James Sneddon, ’63, ’70, who captured the people and events of the University of Washington on film for more than three decades as the University’s chief photographer, died May 10, 1997. He was 77.
Born to parents of Scottish and Irish decent, Sneddon grew up in Port Angeles, served in the Army and first got into photography when he “liberated” a camera from a German chemical factory during World War II. It was the start of a remarkable photography career in Seattle and at the UW.
After the war, he attended photography school and joined the Seattle Times as a staff photographer, but only lasted a year before joining the UW as supervisor of news photography. He relished the opportunity to capture on film everything happening at the UW. He photographed such subjects as medical procedures, visits by such dignitaries as President John F. Kennedy, fisheries research projects in Alaska, and student uprisings in the 1960s.
“He was more than just a photographer,” says Irv Blumenfeld, a former director of the UW News and Information Office, who worked closely with Sneddon for many years. “He had a keen sense of news. He had a nice sense of humor, got along with everyone, and never had any trouble getting people to pose for him, even when it sometimes meant busting in on their privacy.”

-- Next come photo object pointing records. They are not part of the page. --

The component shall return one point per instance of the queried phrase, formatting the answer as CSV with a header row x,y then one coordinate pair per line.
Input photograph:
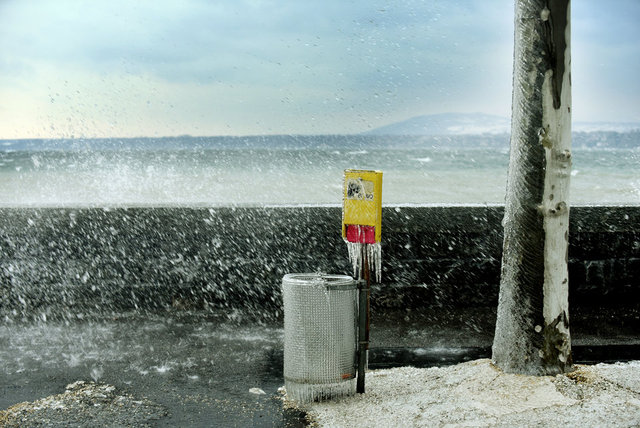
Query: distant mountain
x,y
480,124
447,124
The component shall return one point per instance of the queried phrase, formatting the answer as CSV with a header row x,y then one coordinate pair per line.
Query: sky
x,y
122,68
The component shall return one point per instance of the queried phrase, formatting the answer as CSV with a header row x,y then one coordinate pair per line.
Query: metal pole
x,y
363,322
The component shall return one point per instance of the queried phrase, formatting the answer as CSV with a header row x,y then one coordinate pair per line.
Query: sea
x,y
289,170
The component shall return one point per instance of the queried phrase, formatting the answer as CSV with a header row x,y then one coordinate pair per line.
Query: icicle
x,y
374,258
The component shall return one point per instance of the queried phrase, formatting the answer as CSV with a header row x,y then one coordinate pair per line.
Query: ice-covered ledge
x,y
56,259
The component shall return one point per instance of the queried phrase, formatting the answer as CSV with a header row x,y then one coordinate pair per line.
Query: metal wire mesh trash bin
x,y
319,336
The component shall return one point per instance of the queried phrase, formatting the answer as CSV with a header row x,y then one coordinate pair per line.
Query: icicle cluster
x,y
374,258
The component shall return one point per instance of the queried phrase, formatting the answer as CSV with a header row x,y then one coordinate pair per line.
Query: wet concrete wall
x,y
72,261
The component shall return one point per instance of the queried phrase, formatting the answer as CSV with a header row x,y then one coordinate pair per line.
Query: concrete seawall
x,y
57,261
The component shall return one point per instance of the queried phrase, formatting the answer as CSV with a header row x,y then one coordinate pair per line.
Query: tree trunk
x,y
532,328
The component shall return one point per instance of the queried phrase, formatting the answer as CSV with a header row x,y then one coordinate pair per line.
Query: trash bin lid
x,y
330,281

Sneddon, who also photographed Douglas MacArthur, Edward Teller, John Glenn, Hyman Rickover, Nelson Rockefeller, Lillian Gish and Robert Kennedy during his UW career, was particularly proud of earning both bachelor’s and master’s degrees from the UW after taking classes for 22 years.
Sneddon graduated from Roosevelt High School in Port Angeles in 1937 and attended the College of Puget Sound for one semester until 1940, when he went on active duty in World War II as a field artillery observer.

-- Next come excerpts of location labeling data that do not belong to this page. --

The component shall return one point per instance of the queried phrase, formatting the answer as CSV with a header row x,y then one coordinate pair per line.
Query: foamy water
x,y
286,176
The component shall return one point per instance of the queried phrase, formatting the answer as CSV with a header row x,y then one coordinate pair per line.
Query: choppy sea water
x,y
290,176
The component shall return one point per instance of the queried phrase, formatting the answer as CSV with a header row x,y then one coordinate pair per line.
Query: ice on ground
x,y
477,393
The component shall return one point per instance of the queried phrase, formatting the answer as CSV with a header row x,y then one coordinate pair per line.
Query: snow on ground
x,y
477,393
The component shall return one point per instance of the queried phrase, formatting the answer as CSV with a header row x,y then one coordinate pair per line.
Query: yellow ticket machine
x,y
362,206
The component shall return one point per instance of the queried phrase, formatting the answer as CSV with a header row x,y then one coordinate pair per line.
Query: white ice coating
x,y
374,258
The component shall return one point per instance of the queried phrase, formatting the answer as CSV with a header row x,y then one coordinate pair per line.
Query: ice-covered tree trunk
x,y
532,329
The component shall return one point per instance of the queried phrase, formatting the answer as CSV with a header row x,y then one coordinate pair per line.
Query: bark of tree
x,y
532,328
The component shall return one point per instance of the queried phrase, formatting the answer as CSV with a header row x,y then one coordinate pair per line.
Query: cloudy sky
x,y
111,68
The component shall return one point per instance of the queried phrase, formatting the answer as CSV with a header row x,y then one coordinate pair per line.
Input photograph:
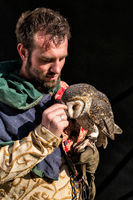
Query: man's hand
x,y
54,119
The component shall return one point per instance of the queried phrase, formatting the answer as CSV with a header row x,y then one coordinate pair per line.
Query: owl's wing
x,y
102,116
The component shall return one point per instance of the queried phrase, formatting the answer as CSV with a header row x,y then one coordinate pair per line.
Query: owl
x,y
91,109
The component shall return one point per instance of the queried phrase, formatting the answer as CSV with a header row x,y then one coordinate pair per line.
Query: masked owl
x,y
92,110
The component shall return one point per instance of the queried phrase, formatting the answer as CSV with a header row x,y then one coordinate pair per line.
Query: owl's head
x,y
77,99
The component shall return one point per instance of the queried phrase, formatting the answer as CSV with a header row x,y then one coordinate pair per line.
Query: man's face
x,y
44,65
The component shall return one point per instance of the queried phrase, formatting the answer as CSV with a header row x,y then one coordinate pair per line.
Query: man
x,y
33,144
31,122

On assignment as a cinematographer for the Atomic Energy Commission, he accompanied a team of scientists, including Loren Donaldson, a UW fisheries professor, to Bikini in the South Pacific to document biological changes on the atoll after the cessation of thermonuclear testing.

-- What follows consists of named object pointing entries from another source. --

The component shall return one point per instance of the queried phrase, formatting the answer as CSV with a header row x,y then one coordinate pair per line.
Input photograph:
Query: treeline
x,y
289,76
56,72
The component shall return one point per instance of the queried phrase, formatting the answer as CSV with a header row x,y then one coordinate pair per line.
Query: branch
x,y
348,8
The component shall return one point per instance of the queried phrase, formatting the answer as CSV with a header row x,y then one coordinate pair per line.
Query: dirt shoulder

He was very active in the field, serving as president of the Seattle Photographers Society and PRIMA gallery, a cooperative arts organization. He also taught thousands of people in his night photography classes.
His negative files revealed student demonstrations, fires, explosions, floods and similar events. At the UW, in addition as serving as chief photographer and head of photography, he was the manager of broadcast and photographic services from 1971 until his retirement in 1979.
After retiring from the UW, he devoted his time to his photography business he ran with his wife, Sharon, a freelance writer. They spent several weeks each year volunteering for national parks, national forests and the Bureau of Land Management across the U.S., Hawaii and the Virgin Islands.